Personal information
- Born: 14 February 1942 Nikolaevka, Borovsky District, Russian SFSR, Soviet Union
- Died: 23 April 2023 (aged 81)
- Height: 185 cm (6 ft 1 in)
- Weight: 80 kg (176 lb)

Sport
- Sport: Cross-country skiing
- Club: CSKA Moscow

= Anatoly Akentyev =

Russian cross-country skier (1942–2023)

Anatoly Vasilyevich Akentyev (Анатолий Васильевич Акентьев; 14 February 1942 – 23 April 2023) was a Soviet cross-country skier who won the 15 km race at the 1967 Holmenkollen Ski Festival. He competed at the 1968 Winter Olympics in the 15, 30, 50 and 4 × 10 km events and finished 10th–20th individually and fourth in the relay. After retiring from competitions Akentyev became a prominent skiing administrator.
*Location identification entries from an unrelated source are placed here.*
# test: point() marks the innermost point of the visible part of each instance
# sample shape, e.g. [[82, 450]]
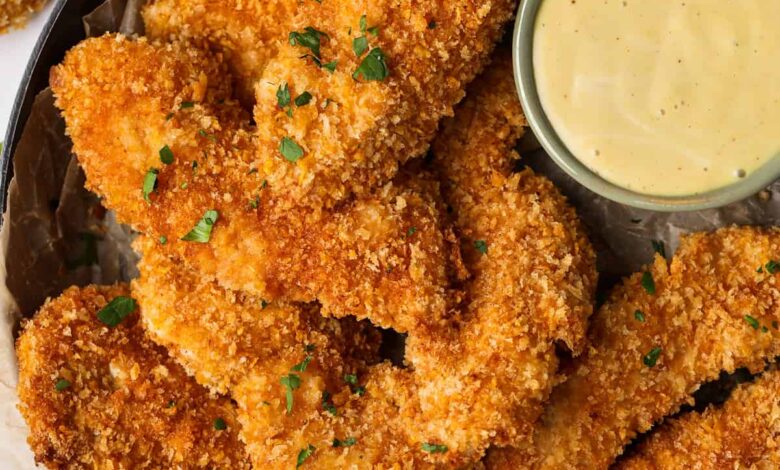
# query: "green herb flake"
[[659, 247], [434, 448], [290, 150], [61, 385], [291, 382], [360, 45], [348, 442], [150, 183], [651, 358], [303, 99], [283, 96], [772, 267], [305, 454], [328, 405], [116, 311], [648, 283], [309, 38], [301, 366], [373, 67], [201, 233], [639, 316]]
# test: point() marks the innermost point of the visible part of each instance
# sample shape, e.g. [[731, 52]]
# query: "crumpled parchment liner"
[[53, 227]]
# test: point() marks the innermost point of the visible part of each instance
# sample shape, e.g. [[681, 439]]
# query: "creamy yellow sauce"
[[664, 97]]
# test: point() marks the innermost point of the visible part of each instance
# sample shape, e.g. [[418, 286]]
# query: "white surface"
[[15, 50]]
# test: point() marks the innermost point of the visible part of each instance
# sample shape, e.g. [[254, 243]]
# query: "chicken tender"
[[248, 32], [662, 334], [478, 379], [96, 396], [378, 74], [743, 433], [160, 140]]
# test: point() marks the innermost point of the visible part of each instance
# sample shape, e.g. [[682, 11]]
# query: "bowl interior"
[[522, 52]]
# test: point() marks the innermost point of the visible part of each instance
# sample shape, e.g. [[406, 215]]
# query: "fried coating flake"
[[125, 101], [101, 397], [662, 334], [357, 128], [743, 433], [476, 380]]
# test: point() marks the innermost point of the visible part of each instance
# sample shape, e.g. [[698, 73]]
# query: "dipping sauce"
[[663, 97]]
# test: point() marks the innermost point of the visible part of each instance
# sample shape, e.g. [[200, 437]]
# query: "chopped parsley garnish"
[[348, 442], [305, 454], [166, 155], [373, 67], [651, 358], [61, 385], [648, 283], [150, 183], [360, 45], [291, 382], [303, 99], [328, 405], [201, 233], [290, 150], [283, 96], [116, 310], [310, 39], [772, 267], [659, 247], [434, 448], [301, 366]]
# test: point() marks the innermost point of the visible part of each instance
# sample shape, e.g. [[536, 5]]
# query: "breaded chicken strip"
[[743, 433], [96, 396], [380, 75], [248, 32], [473, 382], [160, 117], [661, 335]]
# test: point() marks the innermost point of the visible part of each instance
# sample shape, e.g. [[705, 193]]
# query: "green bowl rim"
[[525, 80]]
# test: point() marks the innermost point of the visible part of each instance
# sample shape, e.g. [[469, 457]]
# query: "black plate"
[[63, 30]]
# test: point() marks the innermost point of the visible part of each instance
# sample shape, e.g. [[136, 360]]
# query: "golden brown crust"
[[126, 404], [696, 317], [356, 259], [742, 433], [469, 384], [15, 13], [356, 132]]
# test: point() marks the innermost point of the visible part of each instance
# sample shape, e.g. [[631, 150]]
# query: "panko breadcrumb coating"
[[743, 433], [15, 13], [357, 129], [473, 382], [101, 397], [125, 101], [661, 335], [249, 32]]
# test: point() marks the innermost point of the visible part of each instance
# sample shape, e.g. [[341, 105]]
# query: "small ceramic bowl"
[[522, 52]]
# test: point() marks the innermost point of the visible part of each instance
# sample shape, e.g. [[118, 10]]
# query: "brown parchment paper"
[[56, 234]]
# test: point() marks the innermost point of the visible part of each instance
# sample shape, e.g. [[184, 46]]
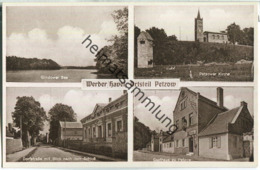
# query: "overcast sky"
[[179, 20], [57, 32], [168, 98], [82, 102]]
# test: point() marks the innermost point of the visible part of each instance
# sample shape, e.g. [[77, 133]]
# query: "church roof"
[[145, 35], [209, 32], [198, 16], [74, 125]]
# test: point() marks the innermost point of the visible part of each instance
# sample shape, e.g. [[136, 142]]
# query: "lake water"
[[62, 75]]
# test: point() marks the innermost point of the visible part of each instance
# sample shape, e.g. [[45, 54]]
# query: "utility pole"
[[21, 127]]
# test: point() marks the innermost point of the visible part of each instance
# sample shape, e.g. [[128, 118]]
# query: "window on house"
[[215, 142], [142, 42], [184, 122], [191, 119], [109, 129], [89, 132], [99, 131], [236, 141], [119, 126], [177, 123]]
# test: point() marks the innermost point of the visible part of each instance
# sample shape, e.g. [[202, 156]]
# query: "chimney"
[[243, 103], [10, 127], [220, 99]]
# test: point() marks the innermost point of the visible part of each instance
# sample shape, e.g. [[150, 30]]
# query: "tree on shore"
[[60, 112], [30, 116]]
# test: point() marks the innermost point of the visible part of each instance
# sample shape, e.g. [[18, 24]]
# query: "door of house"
[[191, 144], [246, 148]]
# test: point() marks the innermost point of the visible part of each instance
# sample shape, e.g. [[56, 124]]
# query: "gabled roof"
[[74, 125], [168, 138], [222, 33], [198, 16], [146, 35], [219, 124]]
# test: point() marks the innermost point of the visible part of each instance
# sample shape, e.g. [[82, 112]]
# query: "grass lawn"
[[171, 157], [227, 72]]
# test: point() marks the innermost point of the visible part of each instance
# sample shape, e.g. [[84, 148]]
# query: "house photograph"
[[194, 42], [212, 124], [45, 125]]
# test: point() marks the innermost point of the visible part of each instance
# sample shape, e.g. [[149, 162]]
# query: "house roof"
[[146, 35], [101, 106], [219, 124], [209, 32], [168, 138], [74, 125]]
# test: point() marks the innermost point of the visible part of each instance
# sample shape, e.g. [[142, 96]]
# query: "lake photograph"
[[65, 43]]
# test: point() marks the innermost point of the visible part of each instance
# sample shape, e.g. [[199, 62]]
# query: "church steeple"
[[199, 28], [198, 16]]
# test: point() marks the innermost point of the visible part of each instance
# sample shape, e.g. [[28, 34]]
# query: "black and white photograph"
[[195, 124], [65, 43], [195, 42], [65, 125]]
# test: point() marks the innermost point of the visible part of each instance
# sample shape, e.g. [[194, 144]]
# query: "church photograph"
[[195, 43]]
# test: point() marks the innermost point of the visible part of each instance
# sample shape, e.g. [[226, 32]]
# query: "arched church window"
[[142, 42]]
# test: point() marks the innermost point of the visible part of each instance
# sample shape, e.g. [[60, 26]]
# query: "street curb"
[[28, 155], [99, 157]]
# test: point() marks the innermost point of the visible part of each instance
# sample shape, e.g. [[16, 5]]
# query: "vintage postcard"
[[45, 125], [64, 43], [195, 124], [195, 43], [130, 84]]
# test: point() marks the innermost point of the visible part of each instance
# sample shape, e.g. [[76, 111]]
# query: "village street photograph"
[[210, 124], [195, 42], [64, 43], [48, 124]]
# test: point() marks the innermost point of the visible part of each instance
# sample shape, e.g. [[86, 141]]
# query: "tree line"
[[20, 63], [30, 116], [142, 134], [168, 50]]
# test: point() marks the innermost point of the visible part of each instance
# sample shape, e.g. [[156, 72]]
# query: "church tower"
[[199, 28]]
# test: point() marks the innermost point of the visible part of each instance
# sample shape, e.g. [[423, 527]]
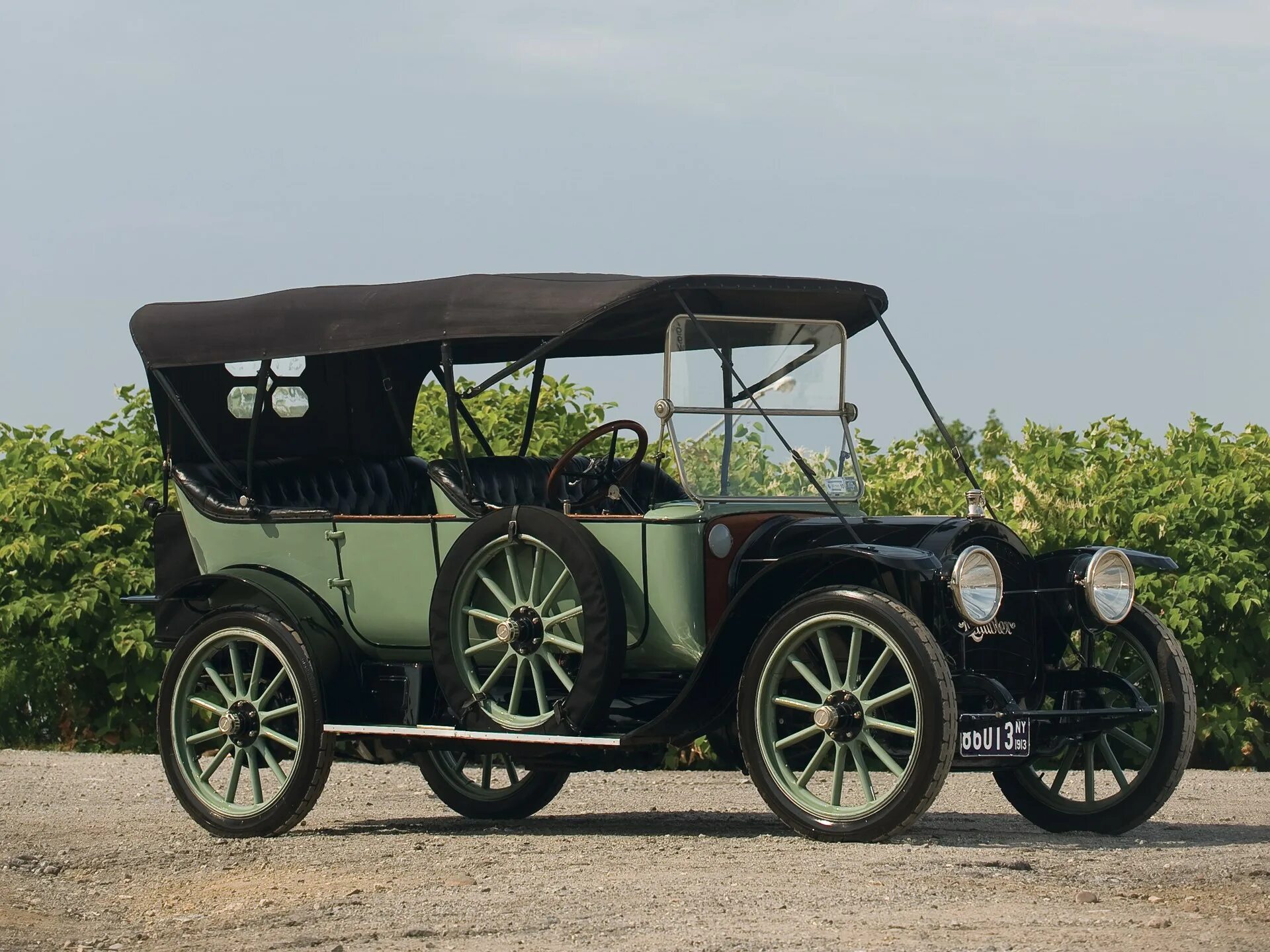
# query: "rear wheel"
[[846, 716], [1115, 779], [240, 729], [489, 786]]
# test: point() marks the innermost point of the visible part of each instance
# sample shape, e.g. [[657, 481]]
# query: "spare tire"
[[527, 625]]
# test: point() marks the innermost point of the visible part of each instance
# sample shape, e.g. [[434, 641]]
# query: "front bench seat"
[[513, 480], [313, 488]]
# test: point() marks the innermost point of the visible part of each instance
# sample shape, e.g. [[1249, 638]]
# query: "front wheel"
[[1115, 779], [847, 716], [240, 729], [489, 786]]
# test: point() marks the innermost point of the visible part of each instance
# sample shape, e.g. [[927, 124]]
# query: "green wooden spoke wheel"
[[489, 785], [846, 715], [529, 630], [1114, 779], [240, 734]]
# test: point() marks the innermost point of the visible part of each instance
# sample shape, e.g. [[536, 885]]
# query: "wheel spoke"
[[808, 706], [216, 761], [861, 771], [219, 682], [554, 592], [1130, 742], [253, 767], [513, 702], [890, 728], [483, 615], [880, 753], [550, 622], [273, 762], [1105, 749], [237, 666], [204, 736], [508, 604], [853, 659], [1090, 793], [904, 691], [536, 575], [207, 706], [875, 672], [267, 695], [257, 670], [235, 770], [563, 644], [558, 670], [270, 734], [498, 670], [831, 666], [796, 738], [840, 766], [278, 713], [1064, 770], [540, 688], [824, 692], [814, 763], [513, 571]]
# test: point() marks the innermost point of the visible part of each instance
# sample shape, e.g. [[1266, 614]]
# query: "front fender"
[[710, 691]]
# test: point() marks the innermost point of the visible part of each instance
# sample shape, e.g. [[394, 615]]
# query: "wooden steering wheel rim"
[[621, 477]]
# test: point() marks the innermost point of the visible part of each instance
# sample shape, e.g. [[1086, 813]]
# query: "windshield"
[[795, 372]]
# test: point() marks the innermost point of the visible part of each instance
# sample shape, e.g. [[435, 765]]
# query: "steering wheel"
[[610, 480]]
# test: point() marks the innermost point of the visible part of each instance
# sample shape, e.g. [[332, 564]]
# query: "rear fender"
[[710, 692]]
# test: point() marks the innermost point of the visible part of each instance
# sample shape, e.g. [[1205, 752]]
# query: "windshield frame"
[[675, 342]]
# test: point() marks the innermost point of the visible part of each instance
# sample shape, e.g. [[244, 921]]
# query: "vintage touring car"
[[503, 619]]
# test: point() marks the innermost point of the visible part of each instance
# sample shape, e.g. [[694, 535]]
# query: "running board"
[[440, 733]]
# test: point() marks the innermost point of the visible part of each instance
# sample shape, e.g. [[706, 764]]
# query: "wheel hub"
[[240, 724], [523, 631], [841, 716]]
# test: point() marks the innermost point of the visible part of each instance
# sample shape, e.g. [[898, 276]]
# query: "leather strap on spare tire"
[[601, 623]]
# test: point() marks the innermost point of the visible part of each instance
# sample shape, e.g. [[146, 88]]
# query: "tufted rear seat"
[[511, 480], [295, 488]]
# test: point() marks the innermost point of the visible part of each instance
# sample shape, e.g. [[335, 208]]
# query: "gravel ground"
[[95, 853]]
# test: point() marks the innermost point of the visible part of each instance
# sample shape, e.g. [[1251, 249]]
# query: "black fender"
[[332, 648], [710, 692]]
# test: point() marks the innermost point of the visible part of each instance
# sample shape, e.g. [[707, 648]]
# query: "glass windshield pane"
[[753, 463], [785, 365]]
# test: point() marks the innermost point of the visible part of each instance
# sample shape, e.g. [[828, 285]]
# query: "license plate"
[[995, 736]]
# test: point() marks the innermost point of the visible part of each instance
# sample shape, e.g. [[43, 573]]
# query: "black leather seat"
[[513, 480], [298, 488]]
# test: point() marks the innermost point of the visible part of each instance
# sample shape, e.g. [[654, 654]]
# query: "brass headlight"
[[1109, 586], [977, 586]]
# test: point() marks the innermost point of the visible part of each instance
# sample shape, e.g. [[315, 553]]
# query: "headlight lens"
[[1109, 586], [977, 586]]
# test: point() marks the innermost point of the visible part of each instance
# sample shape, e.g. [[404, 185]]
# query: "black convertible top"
[[487, 317]]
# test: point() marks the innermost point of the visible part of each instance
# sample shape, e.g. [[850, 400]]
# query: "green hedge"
[[78, 669]]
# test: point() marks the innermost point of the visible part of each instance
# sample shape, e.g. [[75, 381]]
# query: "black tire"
[[1156, 777], [310, 762], [585, 706], [934, 714], [529, 793]]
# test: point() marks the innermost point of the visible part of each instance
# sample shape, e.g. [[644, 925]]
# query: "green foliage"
[[1202, 496], [78, 668]]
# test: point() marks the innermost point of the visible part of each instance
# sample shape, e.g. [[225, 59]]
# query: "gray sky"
[[1067, 202]]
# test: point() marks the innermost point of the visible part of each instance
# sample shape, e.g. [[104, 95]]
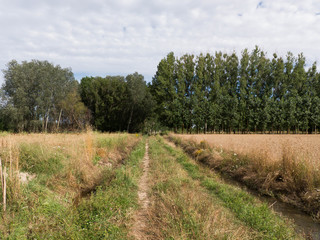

He was vice president of the International Ski Federation (FIS) since 1979 and its honorary vice president since 2006. Nationally he headed the Soviet and Russian cross-country skiing teams for 15 years and served as president of the Russian Ski Union from 1996 to 2004.

Akentyev died on 23 April 2023, at the age of 81.